Although Casa Esperanza leaders call the location perfect due to its proximity to a bus depot and the college, the neighbors have fought against it, raising concerns over the nonprofit’s business plan and safety of the children involved.

Initially, Casa Esperanza had applied for a conditional use permit, which it believed was necessary for the project to operate within the residential neighborhood. The Planning Commission approved the permit, which was overturned on appeal by the City Council.

But following the City Council’s decision, the Department of Housing and Community Development informed the city it had improperly categorized Casa Esperanza as a roominghouse, when it should have been classified as transitional housing.

Property owners must obtain a conditional use permit to operate a roominghouse in a neighborhood zoned for single family houses while they do not for transitional housing. State law allows property owners to operate transitional or supportive housing “by right,” which means Casa Esperanza can move forward without the city’s approval.

“When they contacted us and said we think that it’s our legal right to purchase, we were very excited about that and decided to go forward,” said Lisa Elzy Watson, a board member for Casa Esperanza. “I was really thinking about how important it is for women to have a sense of hope, that they have a place to go. They don’t have to feel like they have to be out on the street. That’s all of our goal. I don’t think any of us want to have our brothers and sisters out there suffering.”

Casa Esperanza is in escrow for the property and plans to open its doors to six women and their children by early 2022.

Watson said the community opposition had not deterred the nonprofit from continuing with the project, which is modeled after the Alexandria Home in Los Angeles, which claims 92 percent of women have reached financial stability after staying in the house.

“What do our neighbors want? Well, they want a good neighbor, and we’ll be a good neighbor. We’ll make sure that the property looks beautiful and that it’s well run,” she said. “One of the things that we’d very much like people to know is that we’re just doing the right thing.”

But nearby residents don’t have confidence that Casa Esperanza has the experience to pull off the project, and they are contemplating legal action to keep the home from their neighborhood.

“For us, we’re shocked and in disbelief that they really feel like this is their best option for the project,” said Kristen Urquidez, whose home runs adjacent to the home picked out by Casa Esperanza. “Our big question right now, is just: What is the authority of the state over our local zoning in regards to transitional housing. The impact of that could affect our whole city. Every neighborhood in Bakersfield would then be fair game for projects like this.”

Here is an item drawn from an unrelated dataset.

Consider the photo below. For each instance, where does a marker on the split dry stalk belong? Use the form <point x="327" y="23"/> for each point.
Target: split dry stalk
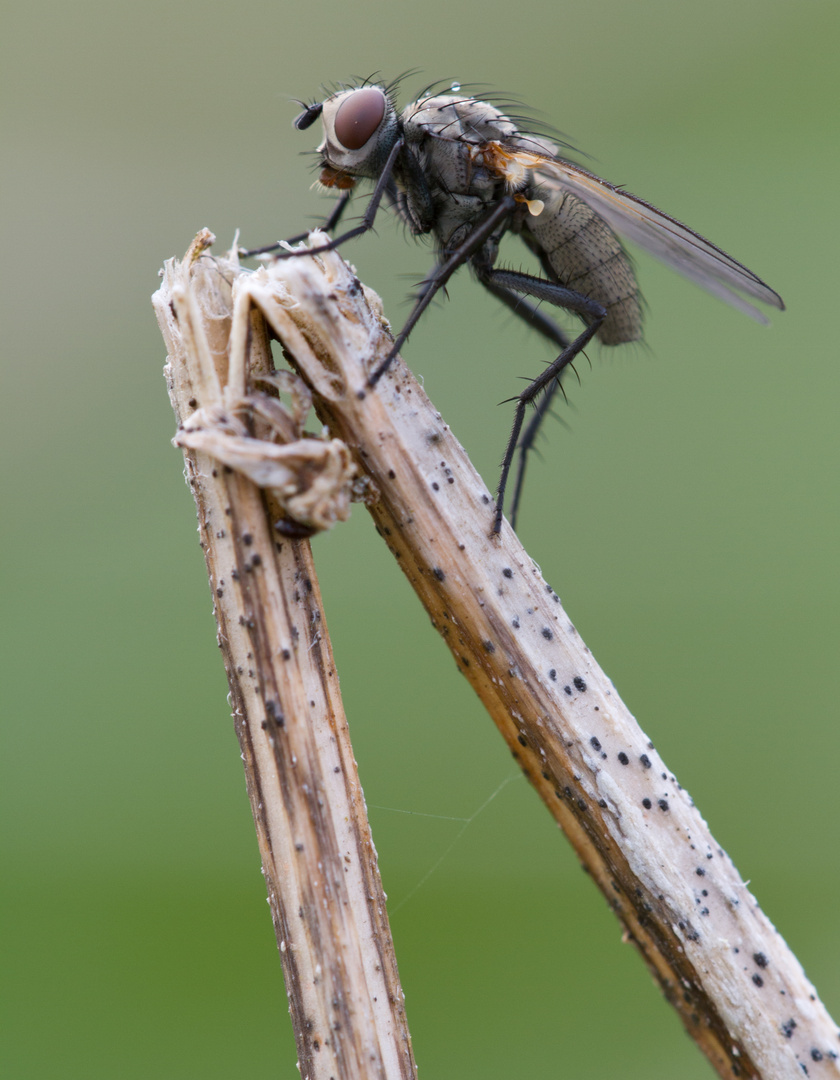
<point x="740" y="991"/>
<point x="317" y="855"/>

In its letter, the Department for Housing and Community Development said Bakersfield’s laws regarding transitional and supportive housing were out of date.

City spokesman Joe Conroy declined to comment on the Casa Esperanza situation, but in early March, the city quietly updated the municipal code to include sections on transitional and supportive housing.

That is little comfort to the neighbors of Casa Esperanza, who are still looking for answers about how the project is moving forward. Certain neighbors have consulted with lawyers over potentially filing a restraining order.

But Urquidez said she was also concerned about the larger impacts on the city, especially if more transitional homes open in other neighborhoods.

“I’m not saying (Casa Esperanza) has ill intentions, but there could be other projects that just go, ‘oh, I can make it in any place in the city I want,’” she said. “I would hate for there to be an impact on a neighborhood because someone sees dollar signs or an opportunity that works for them.”